The solution we use allows a new relation from one extension to be defined on new syntax from another extension. This solution relies on the notion of the primary component of a relation, given when the relation is declared. The primary component is the argument the relation is about. For example, a typing relation is about the expression being typed, with the typing context and type being secondary, only telling us something about the expression.

Each relation introduced by an extension where the primary component is a syntactic category given by the base language is given a special rule, called its default rule, to define it on new syntax from other extensions. This rule is written with a variable in the place of the primary component. For example, we might have an optimize relation reducing constant computations in an expression, with the default rule stating optimizing an unknown expression leaves it as it is: optimize E E (a safe, if uninspiring, choice). When a composed language is built, combining several extensions, the default rule is replicated for each new constructor from other extensions, filling in the primary component with the new constructor. For example, if other extensions introduced constructors add3(expr, expr, expr) and negate(expr), we would instantiate the default rule for each of these (using Sterling syntax):


------------------------------------------
optimize add3(E1, E2, E3) add3(E1, E2, E3)

----------------------------
optimize negate(E) negate(E)

This gives the optimize relation a definition on any syntax, even that not known to it when it was introduced.

Oftentimes a simple default rule, as we saw with optimize, is not sufficient for defining an extension-introduced relation. Generally what we want is to use a notion of projection of an unknown construct to a known one. Each syntactic category given has a projection relation, and each constructor an extension introduces building an imported syntactic category must have a rule giving its projection. Then the default rule for a relation can be written to find the projection of the primary component and derive the relation on this projection, oftentimes something like this (once again, in Sterling syntax):

|{ty}- X ~~> XT
rel A B XT C D
--------------- [Rel-D]*
rel A B X C D

This essentially copies the definition from the projection, and allows more interesting relations to be defined in extensions.

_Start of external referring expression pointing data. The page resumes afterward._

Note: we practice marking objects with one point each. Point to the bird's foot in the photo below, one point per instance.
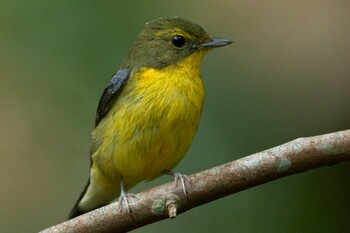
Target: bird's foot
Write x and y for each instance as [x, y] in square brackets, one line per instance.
[179, 178]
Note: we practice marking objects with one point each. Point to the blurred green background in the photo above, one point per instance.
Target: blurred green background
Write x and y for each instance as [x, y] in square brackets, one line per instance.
[287, 75]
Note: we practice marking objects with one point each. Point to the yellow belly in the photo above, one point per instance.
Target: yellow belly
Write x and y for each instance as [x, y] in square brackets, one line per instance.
[151, 125]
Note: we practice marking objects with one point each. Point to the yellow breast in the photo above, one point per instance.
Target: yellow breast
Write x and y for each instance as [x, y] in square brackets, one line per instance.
[152, 124]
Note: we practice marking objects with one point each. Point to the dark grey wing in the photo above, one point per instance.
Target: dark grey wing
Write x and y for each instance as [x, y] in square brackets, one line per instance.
[112, 90]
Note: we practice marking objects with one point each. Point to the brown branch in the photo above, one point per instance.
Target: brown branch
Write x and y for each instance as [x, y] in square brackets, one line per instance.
[163, 201]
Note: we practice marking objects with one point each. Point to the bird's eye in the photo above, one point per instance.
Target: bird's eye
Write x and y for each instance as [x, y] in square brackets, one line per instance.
[178, 41]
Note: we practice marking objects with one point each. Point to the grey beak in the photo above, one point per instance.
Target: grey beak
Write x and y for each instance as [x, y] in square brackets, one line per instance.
[215, 42]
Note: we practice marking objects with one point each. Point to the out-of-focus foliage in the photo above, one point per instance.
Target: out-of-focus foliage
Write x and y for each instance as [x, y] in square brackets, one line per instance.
[286, 76]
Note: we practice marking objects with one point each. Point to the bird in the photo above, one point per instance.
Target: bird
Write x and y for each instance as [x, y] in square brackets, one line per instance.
[148, 114]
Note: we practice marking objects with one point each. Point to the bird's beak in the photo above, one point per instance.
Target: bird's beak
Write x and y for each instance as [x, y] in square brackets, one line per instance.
[215, 42]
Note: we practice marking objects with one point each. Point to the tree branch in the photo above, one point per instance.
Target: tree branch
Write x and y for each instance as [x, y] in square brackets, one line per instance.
[158, 203]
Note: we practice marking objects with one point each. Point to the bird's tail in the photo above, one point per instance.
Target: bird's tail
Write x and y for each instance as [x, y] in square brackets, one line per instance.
[75, 212]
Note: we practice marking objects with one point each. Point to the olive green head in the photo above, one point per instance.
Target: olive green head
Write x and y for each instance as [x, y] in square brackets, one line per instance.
[166, 41]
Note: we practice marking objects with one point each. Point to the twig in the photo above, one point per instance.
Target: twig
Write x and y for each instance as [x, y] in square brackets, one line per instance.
[166, 201]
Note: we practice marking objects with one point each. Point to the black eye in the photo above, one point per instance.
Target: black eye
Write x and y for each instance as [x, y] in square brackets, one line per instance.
[178, 41]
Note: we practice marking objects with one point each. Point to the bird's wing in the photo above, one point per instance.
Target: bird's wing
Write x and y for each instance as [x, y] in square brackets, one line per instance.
[111, 92]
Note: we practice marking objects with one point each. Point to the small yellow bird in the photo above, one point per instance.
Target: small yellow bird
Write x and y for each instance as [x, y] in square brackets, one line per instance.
[149, 112]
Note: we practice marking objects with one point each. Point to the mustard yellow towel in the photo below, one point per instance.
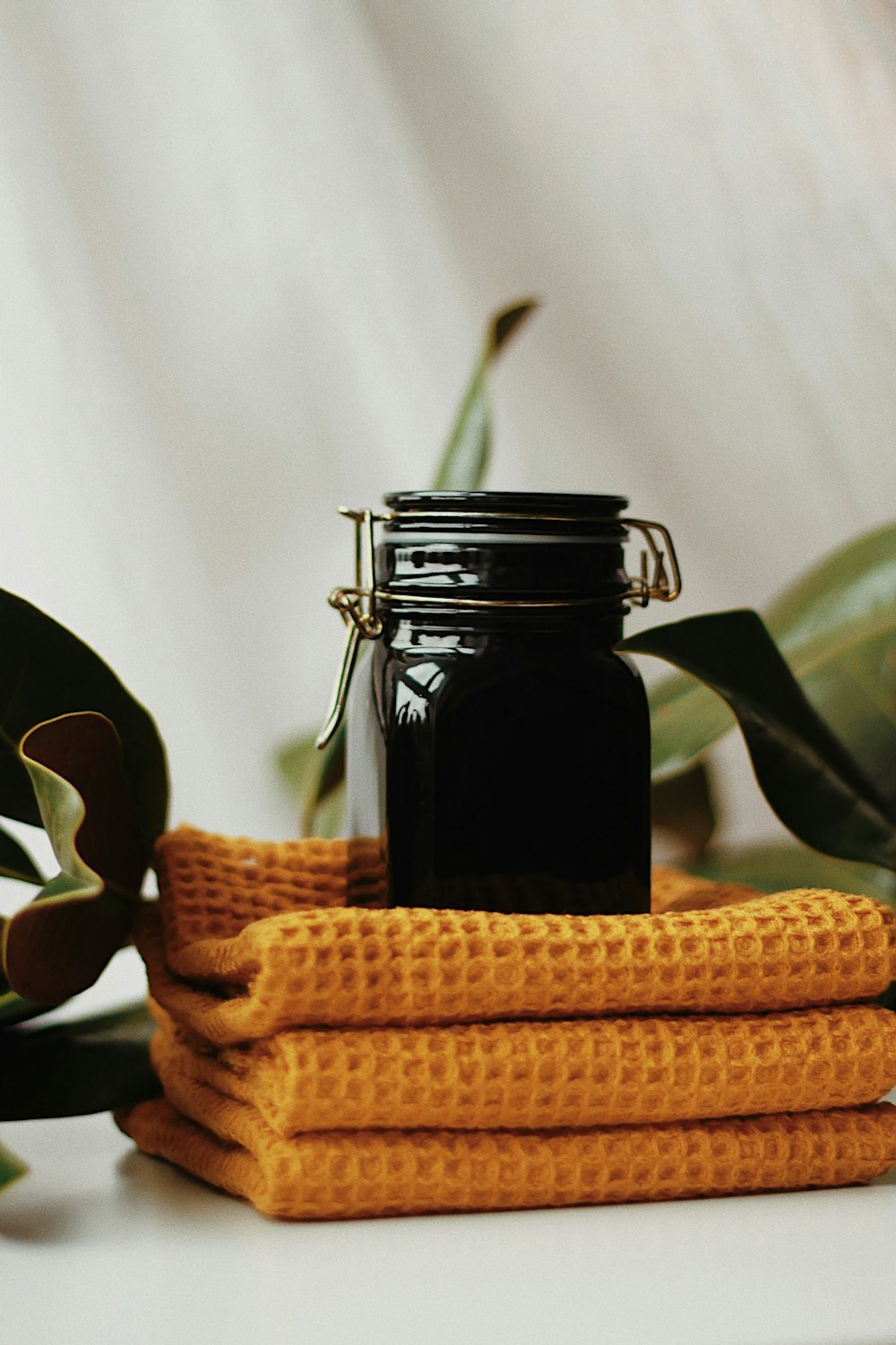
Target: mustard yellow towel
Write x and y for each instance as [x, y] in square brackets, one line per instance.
[357, 967]
[547, 1075]
[369, 1173]
[214, 886]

Limitations on Extending Relations

Defining new semantic relations in an extension relies on understanding the semantics of existing constructs. For example, writing the optimize relation given above to reduce constant computations such as 3 + 4 only works if we know that 3 + 4 must always reduce to 7. If an extension could write a new rule for evaluation allowing 3 + 4 to evaluate instead to another number, or a different kind of value entirely, the optimization would no longer accurately capture the language's semantics.

Similarly, proving properties in the context of extensible languages relies on understanding the semantics of existing constructs. In proving the optimize relation given above is correct, that the optimized expression evaluates to the same value as the original expression, requires knowing constant expressions such as 3 + 4 must reduce according to the known rules. If an extension could write a new rule for evaluation allowing 3 + 4 to evaluate instead to a value other than 7, we could not prove the optimize relation accurately captures the language's semantics.

To ensure the semantics of the known language remain the same under extension, new rules given in an extension defining a relation it imports must have the primary component of the conclusion be built at the top by a new constructor. For example, the extension adding the add3 constructor could define evaluation for it, but it could not write a rule defining evaluation for the pre-existing addition.